Photographs taken on April 10 from an Airbus DS Pleiades Neo, a high-resolution optical satellite, and analysed by The Associated Press on Tuesday show the fire still burning at the refinery two days after the attack.

An oil slick stains the surrounding waters of the Persian Gulf, wrapping around Shidvar Island, which is also known locally as Maroo Island.

“Oh my God, the sea is full of oil, oh my God, Maroo Island,” Jalali recounts in the footage. “The sea is full of oil; the beautiful Maroo Island is ruined now.”

Shidvar Island, only some 3.3 square miles large, is designated as a wetland of international importance under the Ramsar Convention on Wetlands. It had been known as one of the most important breeding grounds for terns, a seabird, in Iran. Iran has considered the island as a wildlife refuge since 1972.

Iranian officials have not acknowledged any environmental damage caused by the attack at the Lavan oil refinery, which came hours after the United States and Israel agreed to a ceasefire in the war with Iran.

The US also had asked Israel to halt its attacks on oil infrastructure after earlier striking facilities associated with Iran’s offshore South Pars natural gas field. That attack sparked major Iranian assaults targeting oil and gas facilities across the Gulf Arab states, with Qatar being particularly hard hit.
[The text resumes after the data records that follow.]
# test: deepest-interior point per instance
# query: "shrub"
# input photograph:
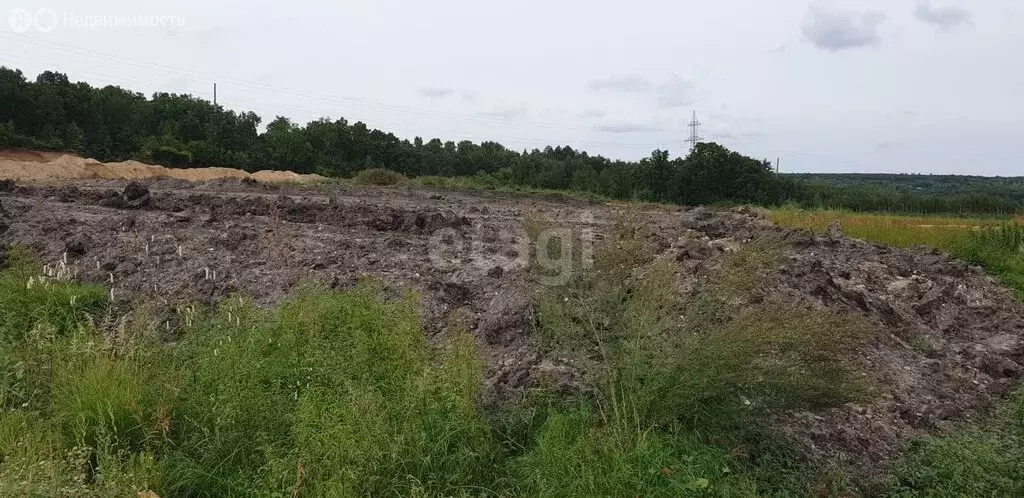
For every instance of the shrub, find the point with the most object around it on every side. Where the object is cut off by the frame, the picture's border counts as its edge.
(379, 176)
(697, 359)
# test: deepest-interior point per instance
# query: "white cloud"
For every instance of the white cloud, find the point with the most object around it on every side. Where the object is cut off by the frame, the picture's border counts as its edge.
(435, 92)
(942, 16)
(625, 127)
(835, 29)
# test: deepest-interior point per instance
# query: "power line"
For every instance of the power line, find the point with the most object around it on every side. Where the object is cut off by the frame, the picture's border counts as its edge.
(350, 101)
(694, 132)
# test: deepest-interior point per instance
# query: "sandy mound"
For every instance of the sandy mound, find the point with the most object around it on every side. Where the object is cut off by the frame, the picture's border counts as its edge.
(28, 165)
(32, 156)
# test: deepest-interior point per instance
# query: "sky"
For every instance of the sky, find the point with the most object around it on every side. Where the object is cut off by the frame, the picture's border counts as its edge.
(907, 86)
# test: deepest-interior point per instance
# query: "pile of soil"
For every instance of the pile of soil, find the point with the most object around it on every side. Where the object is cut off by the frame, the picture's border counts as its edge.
(952, 344)
(27, 165)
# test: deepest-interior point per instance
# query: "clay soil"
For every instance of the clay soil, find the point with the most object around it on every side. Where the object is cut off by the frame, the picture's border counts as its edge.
(951, 344)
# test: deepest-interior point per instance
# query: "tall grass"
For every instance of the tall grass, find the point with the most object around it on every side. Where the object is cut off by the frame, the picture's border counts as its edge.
(672, 370)
(332, 393)
(996, 244)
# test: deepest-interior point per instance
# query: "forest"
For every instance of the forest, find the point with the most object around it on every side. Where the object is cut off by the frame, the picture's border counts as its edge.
(113, 124)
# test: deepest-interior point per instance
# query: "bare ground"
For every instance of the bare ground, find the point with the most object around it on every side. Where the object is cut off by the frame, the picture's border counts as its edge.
(952, 343)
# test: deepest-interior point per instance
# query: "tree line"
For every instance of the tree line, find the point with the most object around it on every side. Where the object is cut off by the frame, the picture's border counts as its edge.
(114, 124)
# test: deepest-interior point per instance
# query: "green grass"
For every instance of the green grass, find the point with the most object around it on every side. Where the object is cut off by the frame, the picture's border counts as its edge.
(339, 393)
(993, 243)
(983, 460)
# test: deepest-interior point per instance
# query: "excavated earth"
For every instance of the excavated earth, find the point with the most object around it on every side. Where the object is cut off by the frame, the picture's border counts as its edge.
(951, 342)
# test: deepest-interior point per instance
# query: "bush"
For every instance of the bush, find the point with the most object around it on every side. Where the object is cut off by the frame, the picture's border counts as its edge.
(379, 176)
(695, 360)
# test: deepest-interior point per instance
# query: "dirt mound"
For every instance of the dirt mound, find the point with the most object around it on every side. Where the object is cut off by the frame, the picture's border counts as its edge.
(952, 336)
(135, 196)
(28, 156)
(953, 343)
(421, 221)
(40, 167)
(271, 176)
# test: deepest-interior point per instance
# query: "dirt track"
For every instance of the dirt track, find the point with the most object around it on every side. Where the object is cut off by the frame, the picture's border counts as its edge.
(952, 341)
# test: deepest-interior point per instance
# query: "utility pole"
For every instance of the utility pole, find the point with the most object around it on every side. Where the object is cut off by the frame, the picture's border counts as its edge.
(694, 132)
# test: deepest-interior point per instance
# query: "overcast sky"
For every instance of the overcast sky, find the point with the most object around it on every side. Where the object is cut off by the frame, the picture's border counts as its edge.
(842, 85)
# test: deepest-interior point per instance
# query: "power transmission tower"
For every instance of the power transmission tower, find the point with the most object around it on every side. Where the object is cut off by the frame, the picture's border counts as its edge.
(694, 132)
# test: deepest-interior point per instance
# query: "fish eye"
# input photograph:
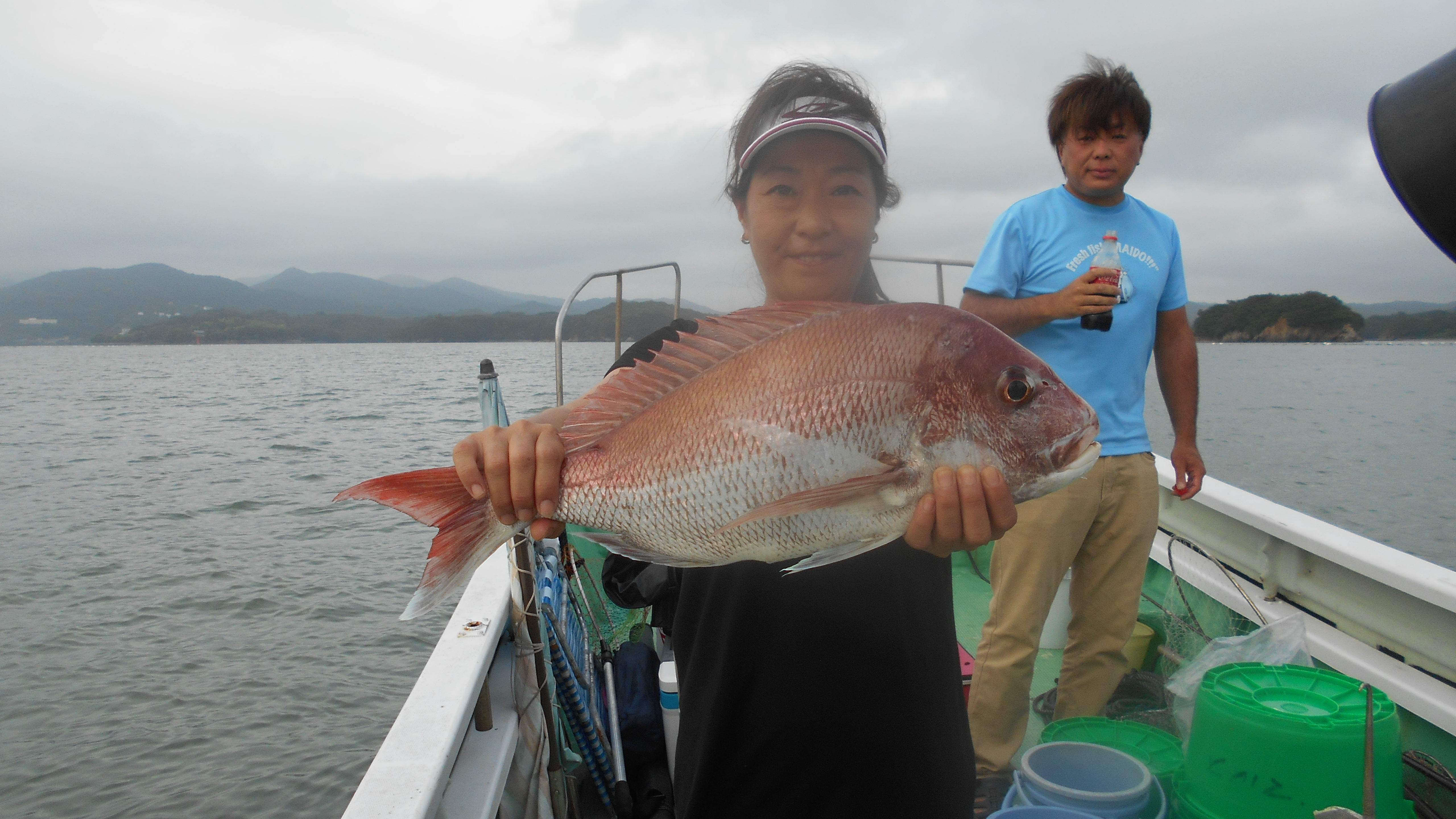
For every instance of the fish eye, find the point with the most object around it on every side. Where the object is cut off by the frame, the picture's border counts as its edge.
(1017, 387)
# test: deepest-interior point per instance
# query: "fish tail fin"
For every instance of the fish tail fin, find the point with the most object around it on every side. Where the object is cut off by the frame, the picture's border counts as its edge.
(470, 531)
Iranian media outlets have alleged the United Arab Emirates carried out the attack, something not acknowledged by Emirati officials.

However, the UAE faced more missile and drone fire than any other country in the war and has sharpened its rhetoric against Iran as Tehran maintains its chokehold on the Strait of Hormuz.

The Emirates’ Barakah nuclear power plant also came under attack Sunday in a drone assault resembling others launched by Iran and Iranian-backed militias in Iraq during the war.